NCJ Number
70203
Date Published
1980
Length
35 pages
Annotation
The effects of mass media on public attitudes toward crime in the Netherlands are analyzed by examining the contents of national newspapers and interviewing a population sample to determine effective media use.
Abstract
The contents of articles relating to crime in two Dutch newspapers from August 23 to September 4, 1975 are analyzed. Interview data for the same period derive from conversations with a nonrepresentative sample composed of 4408 persons. Analysis indicates that crime is represented in the newspapers as a series of extremely violent acts without information on the social context or psychodynamics of the offenses, and that police television films attribute offenses to the deviant personalities of offenders, portraying the police as the only remedy to the evils of crime. The media tend to present an accumulation of crimes in a stereotypic fashion.
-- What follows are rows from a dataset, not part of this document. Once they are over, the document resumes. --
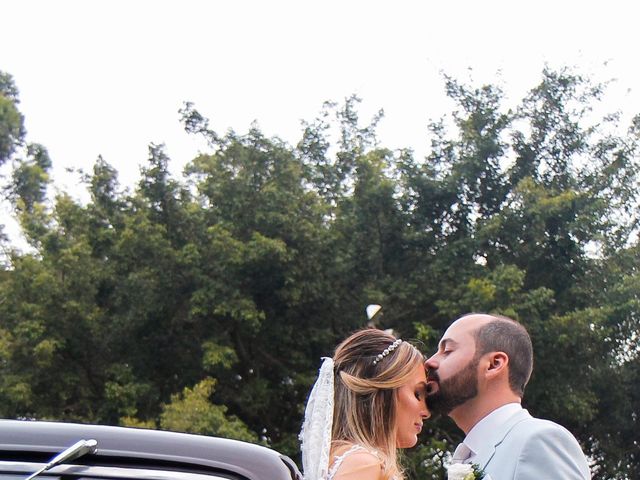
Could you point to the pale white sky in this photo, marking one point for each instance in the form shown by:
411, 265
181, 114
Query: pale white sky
108, 77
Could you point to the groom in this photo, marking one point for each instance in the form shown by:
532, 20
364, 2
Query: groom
481, 367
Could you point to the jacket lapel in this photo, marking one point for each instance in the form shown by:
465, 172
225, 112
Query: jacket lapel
488, 451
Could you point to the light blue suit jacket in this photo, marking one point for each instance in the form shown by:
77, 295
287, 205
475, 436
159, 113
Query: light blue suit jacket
527, 448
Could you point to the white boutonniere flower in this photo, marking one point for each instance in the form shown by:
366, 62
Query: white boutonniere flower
464, 471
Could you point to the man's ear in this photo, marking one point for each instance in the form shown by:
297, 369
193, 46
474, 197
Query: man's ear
498, 362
Only 5.9 percent of the persons interviewed do not read a newspaper, and articles on crime are most popularly read (by 60 percent of the newspaper readers). Ten percent of the conversations of interviewees after media exposure relate to media reports of crime. Generally, the point of departure is a serious crime such as murder. It is concluded that the media tend to mold rather than mirror opinion. Women, the elderly, and persons with little education do not read about crime more frequently than other groups, but their high level of interest, even though they are least affected by crime, can be attributed to their marginal position in society and the limitation of their experience to media stereotypes rather than first-hand observations. The media image causes the population to call for increased law and order, which interferes with the development of a humane, rational approach to real crime problems. Bibliograpic notes (26 citations), tables, and graphs are supplied. --in French.